President Obama and House Speaker John Boehner, R-Ohio, took their offices with the promise of reconciliation and productivity. Instead, the government of the most powerful nation on earth is about to run out of money and shut down, putting thousands out of work and shutting down everything from military pay to the National Zoo.
How did it-this incompetence-get this bad? After all, the fight over about $7 billion in differences in this year's budget is about 0.2 percent of the $3.5 trillion federal budget. It's like a family making $100,000 falling apart over $200. And then there's the fighting over intractable issues like abortion, as if either party was about to renounce long-held philosophies and faiths.
One can't blame Obama and Boehner entirely. After all, Washington's growing partisanship has been years in the making. House districts are more partisan than ever. Few have incentive to compromise.
The shutdown of the '90s redounded to Bill Clinton's benefit but there's no guarantee that a Democratic president will benefit this time. Boehner is not a quasi prime minister like Newt Gingrich was, recognizable to all Americans. Obama is the face of the government and now it's less about hope than stalemate. It may not be the commander in chief's fault, but it's surely his burden now.
For his part, Boehner, who rose in the House as a deal maker, a hard-core conservative who nevertheless knew how to keep things moving, now seems increasingly strapped by the raucous tea partiers who propelled him into the speaker's chair. It's hard to see how he could do anything but play brinkmanship until the last minute.
And the last minute is almost where we are. As Obama said when he raced to the microphones after Thursday night's negotiations, the machinery of shutdown has begun. The BlackBerrys are about to be turned off. The passports won't be issued. The tax returns won't come. Those Americans who disdain government in the abstract are about to have their contempt put to the test.
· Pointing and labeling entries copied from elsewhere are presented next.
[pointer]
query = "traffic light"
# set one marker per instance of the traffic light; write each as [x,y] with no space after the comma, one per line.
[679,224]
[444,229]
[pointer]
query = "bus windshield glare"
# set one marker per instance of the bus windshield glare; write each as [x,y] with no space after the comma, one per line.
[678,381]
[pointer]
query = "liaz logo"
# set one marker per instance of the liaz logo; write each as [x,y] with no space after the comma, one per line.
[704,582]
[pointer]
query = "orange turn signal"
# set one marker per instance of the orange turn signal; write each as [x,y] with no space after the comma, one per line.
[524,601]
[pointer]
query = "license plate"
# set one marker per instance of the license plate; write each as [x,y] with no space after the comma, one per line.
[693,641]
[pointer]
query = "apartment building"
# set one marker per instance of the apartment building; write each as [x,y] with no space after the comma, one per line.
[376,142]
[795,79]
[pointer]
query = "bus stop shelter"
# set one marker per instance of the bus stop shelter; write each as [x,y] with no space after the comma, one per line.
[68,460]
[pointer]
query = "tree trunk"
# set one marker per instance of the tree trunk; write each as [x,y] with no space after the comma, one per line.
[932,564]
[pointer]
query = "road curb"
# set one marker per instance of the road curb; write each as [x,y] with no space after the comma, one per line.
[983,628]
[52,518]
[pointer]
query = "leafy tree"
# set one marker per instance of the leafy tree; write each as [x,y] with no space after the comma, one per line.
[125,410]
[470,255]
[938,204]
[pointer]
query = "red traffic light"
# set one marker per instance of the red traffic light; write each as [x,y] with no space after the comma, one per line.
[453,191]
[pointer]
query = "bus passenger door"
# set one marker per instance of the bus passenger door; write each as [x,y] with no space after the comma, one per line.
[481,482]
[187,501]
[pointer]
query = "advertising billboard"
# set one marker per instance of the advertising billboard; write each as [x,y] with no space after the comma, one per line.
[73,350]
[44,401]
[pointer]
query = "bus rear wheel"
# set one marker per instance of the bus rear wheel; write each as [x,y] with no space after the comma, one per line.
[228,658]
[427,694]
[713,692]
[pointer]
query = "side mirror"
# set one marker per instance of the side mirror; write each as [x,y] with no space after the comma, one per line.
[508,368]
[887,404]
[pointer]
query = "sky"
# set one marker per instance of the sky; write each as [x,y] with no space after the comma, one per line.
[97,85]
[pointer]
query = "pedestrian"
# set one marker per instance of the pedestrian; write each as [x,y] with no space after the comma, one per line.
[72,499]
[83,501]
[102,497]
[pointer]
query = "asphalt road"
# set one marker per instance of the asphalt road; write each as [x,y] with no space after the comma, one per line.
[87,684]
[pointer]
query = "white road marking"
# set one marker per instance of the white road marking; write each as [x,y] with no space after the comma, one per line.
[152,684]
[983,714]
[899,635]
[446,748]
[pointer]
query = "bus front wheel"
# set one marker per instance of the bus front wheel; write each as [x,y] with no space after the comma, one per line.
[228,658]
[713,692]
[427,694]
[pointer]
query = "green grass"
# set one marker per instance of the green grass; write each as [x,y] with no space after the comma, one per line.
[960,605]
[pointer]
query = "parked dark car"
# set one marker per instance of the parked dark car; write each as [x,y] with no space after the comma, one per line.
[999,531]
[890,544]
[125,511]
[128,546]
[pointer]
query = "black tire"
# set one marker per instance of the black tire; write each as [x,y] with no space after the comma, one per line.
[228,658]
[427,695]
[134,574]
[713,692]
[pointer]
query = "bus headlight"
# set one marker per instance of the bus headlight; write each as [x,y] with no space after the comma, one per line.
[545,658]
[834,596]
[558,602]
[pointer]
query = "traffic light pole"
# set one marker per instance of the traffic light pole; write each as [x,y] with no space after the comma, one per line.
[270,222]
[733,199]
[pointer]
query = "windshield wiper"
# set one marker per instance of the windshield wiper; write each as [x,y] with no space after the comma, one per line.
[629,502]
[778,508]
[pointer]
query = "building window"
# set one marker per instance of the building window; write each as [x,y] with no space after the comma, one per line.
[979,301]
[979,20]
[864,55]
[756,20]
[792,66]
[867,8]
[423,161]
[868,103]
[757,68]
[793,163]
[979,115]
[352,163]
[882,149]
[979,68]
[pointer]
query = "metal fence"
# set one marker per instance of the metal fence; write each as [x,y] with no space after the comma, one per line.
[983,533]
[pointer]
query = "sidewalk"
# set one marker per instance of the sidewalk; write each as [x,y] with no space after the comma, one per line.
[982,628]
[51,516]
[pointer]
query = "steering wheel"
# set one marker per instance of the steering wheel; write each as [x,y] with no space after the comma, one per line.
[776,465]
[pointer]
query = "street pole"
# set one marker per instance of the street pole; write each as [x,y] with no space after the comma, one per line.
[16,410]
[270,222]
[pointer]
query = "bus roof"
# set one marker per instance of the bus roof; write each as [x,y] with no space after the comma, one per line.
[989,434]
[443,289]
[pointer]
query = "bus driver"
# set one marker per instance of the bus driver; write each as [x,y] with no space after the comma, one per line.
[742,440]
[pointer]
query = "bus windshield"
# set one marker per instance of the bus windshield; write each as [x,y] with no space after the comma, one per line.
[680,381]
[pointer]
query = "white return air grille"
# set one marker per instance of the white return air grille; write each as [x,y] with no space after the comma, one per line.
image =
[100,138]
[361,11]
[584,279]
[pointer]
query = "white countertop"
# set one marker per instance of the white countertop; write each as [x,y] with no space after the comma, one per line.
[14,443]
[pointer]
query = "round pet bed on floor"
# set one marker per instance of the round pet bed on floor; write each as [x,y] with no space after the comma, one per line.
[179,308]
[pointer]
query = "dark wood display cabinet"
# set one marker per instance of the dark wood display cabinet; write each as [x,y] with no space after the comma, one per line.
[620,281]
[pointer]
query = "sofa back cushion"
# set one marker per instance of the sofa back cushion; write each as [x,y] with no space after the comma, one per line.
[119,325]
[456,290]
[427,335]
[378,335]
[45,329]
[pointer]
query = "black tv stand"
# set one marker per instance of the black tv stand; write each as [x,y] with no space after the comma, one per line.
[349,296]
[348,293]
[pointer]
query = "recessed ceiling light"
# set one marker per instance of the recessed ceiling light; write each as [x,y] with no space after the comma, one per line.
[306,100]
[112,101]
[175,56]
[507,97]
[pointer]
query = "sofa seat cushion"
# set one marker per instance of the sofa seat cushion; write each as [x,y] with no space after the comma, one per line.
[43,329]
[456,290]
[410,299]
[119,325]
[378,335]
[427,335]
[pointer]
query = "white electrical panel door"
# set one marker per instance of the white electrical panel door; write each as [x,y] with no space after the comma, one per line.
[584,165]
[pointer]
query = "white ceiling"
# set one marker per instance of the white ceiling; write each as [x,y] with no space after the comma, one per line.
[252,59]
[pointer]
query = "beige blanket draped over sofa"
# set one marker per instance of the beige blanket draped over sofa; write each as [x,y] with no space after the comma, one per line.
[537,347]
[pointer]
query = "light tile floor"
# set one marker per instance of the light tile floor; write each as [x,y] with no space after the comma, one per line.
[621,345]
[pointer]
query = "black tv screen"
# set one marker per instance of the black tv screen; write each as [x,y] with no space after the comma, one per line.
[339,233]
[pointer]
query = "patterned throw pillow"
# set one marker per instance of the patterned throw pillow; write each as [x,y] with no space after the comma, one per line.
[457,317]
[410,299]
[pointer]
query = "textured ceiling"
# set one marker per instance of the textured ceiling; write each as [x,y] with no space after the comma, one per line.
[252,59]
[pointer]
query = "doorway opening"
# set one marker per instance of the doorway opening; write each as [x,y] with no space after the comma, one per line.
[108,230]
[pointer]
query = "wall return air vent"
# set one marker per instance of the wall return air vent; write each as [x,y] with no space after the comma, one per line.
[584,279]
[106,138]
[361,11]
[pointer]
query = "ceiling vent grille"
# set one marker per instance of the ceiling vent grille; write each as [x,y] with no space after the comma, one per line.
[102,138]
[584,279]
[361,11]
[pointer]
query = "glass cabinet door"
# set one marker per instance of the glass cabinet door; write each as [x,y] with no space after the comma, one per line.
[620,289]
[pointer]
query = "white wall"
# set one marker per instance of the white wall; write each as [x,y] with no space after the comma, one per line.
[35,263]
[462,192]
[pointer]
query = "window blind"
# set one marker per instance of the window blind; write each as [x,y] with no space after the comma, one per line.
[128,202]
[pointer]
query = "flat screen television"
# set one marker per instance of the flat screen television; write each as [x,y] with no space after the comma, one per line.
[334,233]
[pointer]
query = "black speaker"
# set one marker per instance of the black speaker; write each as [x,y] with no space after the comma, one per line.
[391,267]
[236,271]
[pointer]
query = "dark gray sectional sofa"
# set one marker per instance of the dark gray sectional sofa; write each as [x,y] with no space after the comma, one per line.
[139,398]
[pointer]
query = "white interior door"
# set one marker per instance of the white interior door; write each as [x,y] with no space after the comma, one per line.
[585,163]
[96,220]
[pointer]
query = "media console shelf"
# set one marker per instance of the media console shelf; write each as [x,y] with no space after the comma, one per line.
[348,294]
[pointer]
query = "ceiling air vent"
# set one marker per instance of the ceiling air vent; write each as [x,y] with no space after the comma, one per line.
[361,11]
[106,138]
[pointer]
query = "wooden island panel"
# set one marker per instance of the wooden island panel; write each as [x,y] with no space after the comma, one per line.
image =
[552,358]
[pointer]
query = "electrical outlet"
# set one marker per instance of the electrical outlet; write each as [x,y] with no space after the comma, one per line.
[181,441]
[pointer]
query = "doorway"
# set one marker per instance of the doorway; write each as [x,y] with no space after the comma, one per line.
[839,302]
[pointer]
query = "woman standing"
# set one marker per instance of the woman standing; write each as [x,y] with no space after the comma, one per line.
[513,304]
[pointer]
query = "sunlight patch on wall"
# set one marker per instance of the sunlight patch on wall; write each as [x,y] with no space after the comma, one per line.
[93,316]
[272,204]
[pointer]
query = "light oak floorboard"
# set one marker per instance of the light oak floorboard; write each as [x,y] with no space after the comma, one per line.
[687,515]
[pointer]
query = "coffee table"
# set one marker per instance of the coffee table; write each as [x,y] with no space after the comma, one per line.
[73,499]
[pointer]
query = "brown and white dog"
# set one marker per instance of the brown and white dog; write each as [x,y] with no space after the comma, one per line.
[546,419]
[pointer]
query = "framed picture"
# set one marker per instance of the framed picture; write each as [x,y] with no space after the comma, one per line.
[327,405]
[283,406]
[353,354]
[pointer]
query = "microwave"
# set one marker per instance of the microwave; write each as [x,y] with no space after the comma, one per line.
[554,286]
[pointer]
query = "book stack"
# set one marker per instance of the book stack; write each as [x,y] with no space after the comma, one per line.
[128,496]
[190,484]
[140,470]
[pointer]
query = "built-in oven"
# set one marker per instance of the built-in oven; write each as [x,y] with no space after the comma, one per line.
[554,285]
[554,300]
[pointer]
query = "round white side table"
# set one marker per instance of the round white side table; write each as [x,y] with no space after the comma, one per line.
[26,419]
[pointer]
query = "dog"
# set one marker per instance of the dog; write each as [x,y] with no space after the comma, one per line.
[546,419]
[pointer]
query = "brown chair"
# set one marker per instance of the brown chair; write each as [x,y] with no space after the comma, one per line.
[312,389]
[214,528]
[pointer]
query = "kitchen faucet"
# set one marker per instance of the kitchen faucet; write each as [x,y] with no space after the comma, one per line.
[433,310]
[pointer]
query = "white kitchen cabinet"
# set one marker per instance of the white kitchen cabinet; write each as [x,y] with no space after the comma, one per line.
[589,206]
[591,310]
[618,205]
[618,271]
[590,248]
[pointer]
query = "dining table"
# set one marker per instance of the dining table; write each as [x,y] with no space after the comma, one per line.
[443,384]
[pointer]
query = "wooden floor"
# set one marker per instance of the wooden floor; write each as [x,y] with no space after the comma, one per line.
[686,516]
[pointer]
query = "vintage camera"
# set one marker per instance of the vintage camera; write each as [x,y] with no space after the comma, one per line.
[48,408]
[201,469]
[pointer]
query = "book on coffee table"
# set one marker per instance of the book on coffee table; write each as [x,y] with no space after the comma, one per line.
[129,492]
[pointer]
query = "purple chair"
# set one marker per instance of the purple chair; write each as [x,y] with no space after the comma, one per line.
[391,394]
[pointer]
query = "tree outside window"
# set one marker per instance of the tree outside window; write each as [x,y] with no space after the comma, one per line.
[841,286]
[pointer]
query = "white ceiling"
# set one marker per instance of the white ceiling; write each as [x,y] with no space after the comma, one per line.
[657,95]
Of course, Congress and the president will continue to be paid.
It could well be that a deal is achieved at the last minute or that the shutdown, should it befall the capital, lasts only a few hours or constitutes a lost weekend.
But the damage has been done to both parties and to both Obama and Boehner. Neither's ability to get things done will ever be accepted at face value again. Their capacities as leaders has been tried and found wanting. That doesn't mean that neither won't rebound in popularity. But Americans' faith in authority, in institutions, has been dealt a blow. The financial crisis was built, in part, on financial institutions that relied on overnight funding to finance their casino-like gamble on ever-rising housing prices. Now the White House and the Hill have played a similar game of chicken. But unlike Americans who save their taxes for the last minute, this time procrastination and pathology have real-life consequences for an Ohioan and a Hawaiian -- and for the rest of us too.